But if we add the superior Comforts of Religion to these outward Advantages, what a Lustre do they give to all the rest! what a Calm and Serenity of Mind do they produce ! how happy is he in himself, and what a Blesfing to Mankind! His Power is a general Benefit to all within his Reach ; and by being employed to relieve, protect, and support others, every Act repays him double Consolation. His Riches are like gentle Showers to a thirsty Soil ; a whole Community is refreshed by them; and the more Benefit they reap, the higher his Satisfactions rise. He is the Idol of Man, and the Favourite of Heaven. He enjoys all that mortal Man can do, without Remorse or Fear of Danger. He has nothing to reproach himself withal ; and it is every Man's Interest to preserve him. His turbulent Passions are under the Restraints of Reason and Religion ; and he therefore suffers as little from them, as is consistent with a State of Imperfection.
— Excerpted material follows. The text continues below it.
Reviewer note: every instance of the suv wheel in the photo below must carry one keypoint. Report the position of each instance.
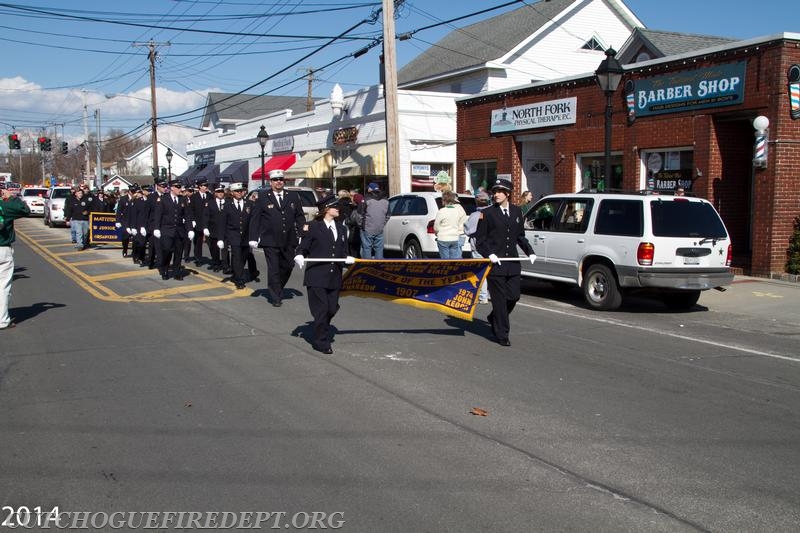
(600, 288)
(412, 249)
(681, 301)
He feels not the Weight of the inevitable Calamities of human Life, because God answers bim in the Joy of his Heart. And he has no Reason to be afraid or unwilling to resign his Enjoyments, because he well knows they are but the Pledges of a better Inheritance. In short, he lives the Life, and reaps the Satisfactions of a rational Being, and he dies in Peace.

Thus it may appear what happy Influences the Belief and Practice of Religion will have on the Minds of Men in any Circumstances, as well the Rich and the Powerful, as the Poor and the Oppressed; hence may appear the inestimable Value of her Benefits, which the World can neither give nor take away; and consequently how exceeding preferable even oppressed Virtue and despised Innocence are to prosperous and triumphant Wickedness. Neither Fortune nor Solitude can screen a bad Man from himself; neither Want nor Violence can rob a good one of his Peace. To which if we add the Greatness, the Attainableness, and the Sufficiency of the future Rewards of Piety; it cannot surely be doubted, but that to fear the Lord is the Beginning of Wisdom, and that to keep his Commandments is Understanding.